The exterior is two storeys plus an attic lit by two hipped dormers at the rear. The south-east front has a 2:2:2 bay arrangement, plus the end of the cross wing built forward on the left. Flat arches span the openings. There is a room behind each pair of bays. The central entrance bays contain the principal doorway, positioned under the right-hand window. The right-hand bays, which front the kitchen, have windows at a lower level. The return wall of the wing forms another bay with a ground-floor entrance.

The original doors, doorcases and windows remain. The main doorway has a pair of glazed doors with arch-headed glazing and round panes in the two spandrels. Above the doorway is a shell hood carried on consoles. Another doorway has a doorcase with panelled pilasters and a pediment, with a later fire insurance plaque. This door has nine panes above the lock rail and a six-pane overlight. The eighteen-pane windows to this front and most other windows of the house are original 18th-century hornless sashes with wide glazing bars featuring internal ovolo mouldings. The left-hand front has twelve-pane sashes and two-light chamfered granite mullions to the basement as a plinth. Another similar mullioned window appears at the rear beneath the stair window. First-floor windows are 18th-century six-pane casements. The rear has an 18th-century two-panel door and original sashes except for a horned replacement to the right of the doorway. The projecting window bay on the right is carried on squat piers (resembling a granary) and features a modillioned eaves cornice. An 18th-century sash occupies the middle, with another sash in the left-hand side wall. Set into the right-hand wall of the house on the first floor is a remarkable oriel window with a moulded granite base, presumed to be 17th-century but resited. The window itself is a later replacement. Towards the rear from this window is a joint indicating that either the rear rooms were added circa early 18th century or that this end of the house survives from an older structure.

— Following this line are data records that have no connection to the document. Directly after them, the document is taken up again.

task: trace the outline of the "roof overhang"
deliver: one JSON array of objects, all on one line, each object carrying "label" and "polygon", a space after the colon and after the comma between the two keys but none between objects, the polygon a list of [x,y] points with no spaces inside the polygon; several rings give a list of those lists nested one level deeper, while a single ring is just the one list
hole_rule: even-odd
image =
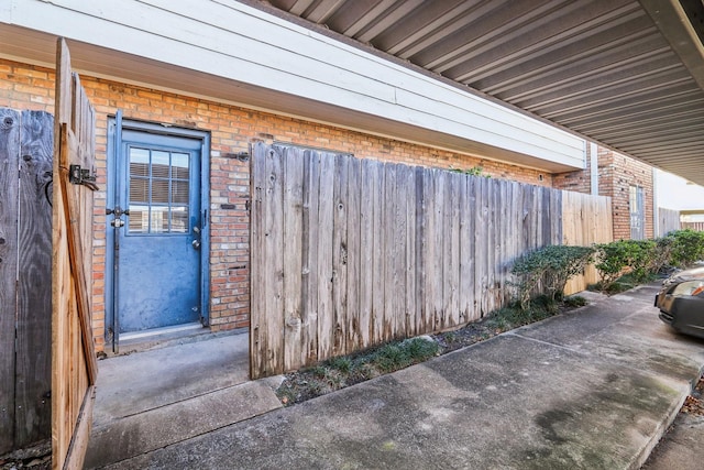
[{"label": "roof overhang", "polygon": [[704,185],[701,0],[249,3]]},{"label": "roof overhang", "polygon": [[[584,141],[498,100],[232,0],[11,0],[0,56],[215,99],[550,173]],[[187,118],[187,117],[186,117]]]}]

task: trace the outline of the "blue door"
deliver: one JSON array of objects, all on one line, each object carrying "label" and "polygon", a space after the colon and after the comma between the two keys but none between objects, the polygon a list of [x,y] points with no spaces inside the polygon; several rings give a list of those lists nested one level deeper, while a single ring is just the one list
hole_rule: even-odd
[{"label": "blue door", "polygon": [[120,131],[109,192],[114,206],[108,206],[113,332],[204,323],[204,141]]}]

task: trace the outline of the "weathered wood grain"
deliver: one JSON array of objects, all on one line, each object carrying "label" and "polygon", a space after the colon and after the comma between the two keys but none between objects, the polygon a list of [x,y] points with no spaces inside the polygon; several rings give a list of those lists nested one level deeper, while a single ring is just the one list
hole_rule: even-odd
[{"label": "weathered wood grain", "polygon": [[[302,306],[300,365],[318,360],[318,223],[320,201],[320,154],[304,153],[304,214],[302,214]],[[293,359],[292,359],[293,361]]]},{"label": "weathered wood grain", "polygon": [[403,172],[400,182],[404,187],[403,203],[406,204],[406,240],[405,240],[405,258],[406,263],[404,270],[406,271],[406,280],[404,284],[404,292],[402,295],[406,296],[406,311],[404,319],[404,327],[399,328],[399,334],[405,337],[416,336],[416,315],[417,315],[417,293],[416,293],[416,276],[417,265],[416,260],[418,258],[416,251],[416,172],[415,168],[408,165],[400,165]]},{"label": "weathered wood grain", "polygon": [[318,358],[330,358],[333,348],[332,220],[334,155],[320,155],[320,199],[318,206]]},{"label": "weathered wood grain", "polygon": [[[264,308],[267,317],[266,368],[264,375],[284,372],[284,175],[280,149],[265,153],[264,253],[267,270],[264,280]],[[268,370],[268,367],[273,367]]]},{"label": "weathered wood grain", "polygon": [[384,295],[386,277],[384,275],[384,203],[385,187],[382,163],[370,161],[370,190],[372,192],[372,317],[370,320],[370,343],[384,341]]},{"label": "weathered wood grain", "polygon": [[361,162],[359,159],[348,157],[348,237],[346,237],[346,335],[345,350],[356,351],[361,346],[361,296],[360,296],[360,273],[362,262],[361,251]]},{"label": "weathered wood grain", "polygon": [[282,149],[284,165],[284,371],[300,367],[302,315],[302,151]]},{"label": "weathered wood grain", "polygon": [[51,430],[52,206],[46,195],[52,182],[53,127],[54,118],[47,112],[22,112],[15,351],[15,441],[20,445],[45,439]]},{"label": "weathered wood grain", "polygon": [[[297,369],[476,320],[510,299],[516,256],[562,240],[563,230],[566,236],[562,214],[571,209],[565,204],[583,210],[574,230],[595,230],[586,208],[596,199],[588,196],[563,200],[561,192],[515,182],[314,151],[284,152],[284,189],[262,193],[278,203],[257,201],[257,188],[271,183],[273,168],[265,168],[262,183],[261,165],[252,166],[252,250],[261,250],[262,223],[267,230],[277,227],[267,208],[284,212],[282,233],[266,236],[283,240],[275,245],[284,264],[272,260],[276,250],[271,248],[252,255],[252,282],[266,284],[251,291],[252,329],[267,329],[253,335],[265,336],[268,345],[258,345],[260,357],[252,358],[262,363],[253,368],[262,373],[279,368],[264,362]],[[266,160],[262,155],[254,152],[253,159]],[[301,163],[294,160],[299,156]],[[271,285],[277,282],[276,270],[284,272],[283,304],[271,302],[278,292]],[[296,273],[300,280],[290,280]],[[254,298],[262,293],[264,300]],[[296,305],[299,334],[292,328]],[[267,318],[255,318],[262,315]],[[283,358],[266,353],[277,336]]]},{"label": "weathered wood grain", "polygon": [[[52,461],[55,468],[82,467],[97,378],[90,314],[92,193],[68,183],[70,164],[94,168],[95,112],[68,48],[57,41],[52,217]],[[82,423],[82,424],[81,424]]]},{"label": "weathered wood grain", "polygon": [[372,165],[360,162],[360,277],[359,277],[359,342],[358,348],[370,346],[374,314],[374,194]]},{"label": "weathered wood grain", "polygon": [[346,351],[348,326],[348,155],[334,155],[332,215],[332,356]]},{"label": "weathered wood grain", "polygon": [[264,192],[266,189],[266,145],[261,142],[252,146],[250,161],[250,376],[257,379],[264,376],[266,365],[265,352],[267,349],[267,313],[265,305],[265,266],[264,258]]},{"label": "weathered wood grain", "polygon": [[[19,111],[0,108],[0,455],[14,448],[18,199],[22,127]],[[50,232],[51,233],[51,232]],[[51,272],[50,272],[51,273]]]}]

The interior features unaltered 18th-century work throughout the parts inspected. The 18th-century features include chimney-pieces, wooden panelling, and ceiling cornices in the four reception rooms and stair halls. Two stairs with turned balusters are present. The main stair is an open well with a moulded closed string and bolection mouldings to the panelling beneath. The wall panelling in the hall and stair hall is raised and fielded. The kitchen remains unspoiled and largely unaltered since the 18th century. The first-floor rooms and roof structure were not inspected but are presumed to retain original 18th-century features.

Low 18th-century rubble walls adjoin the north corner of the house, surmounted by a hog's-back granite coping and topped by old wooden railings with turned finials. Tall square granite monolithic gate piers with moulded caps flank these walls. The walls are quadrant in plan beyond the gateway and are linked to a taller terrace wall at right angles, which features a small gateway with similar piers and granite steps down to the lower level from the front garden. A pair of gates ramps up at the sides to pairs of hanging stiles, finishing with turned finials.

In the 17th century, Trewinnard was the home of the Trewinnard family; in the 18th, 19th and early 20th centuries, it belonged to the Hawkins family. An early 18th-century Trewinnard coach survives in Truro Museum.

Trewinnard is among the most complete houses of circa the early 18th century in this part of Cornwall and retains a wealth of original features. The surviving 18th-century sash windows are particularly rare and important.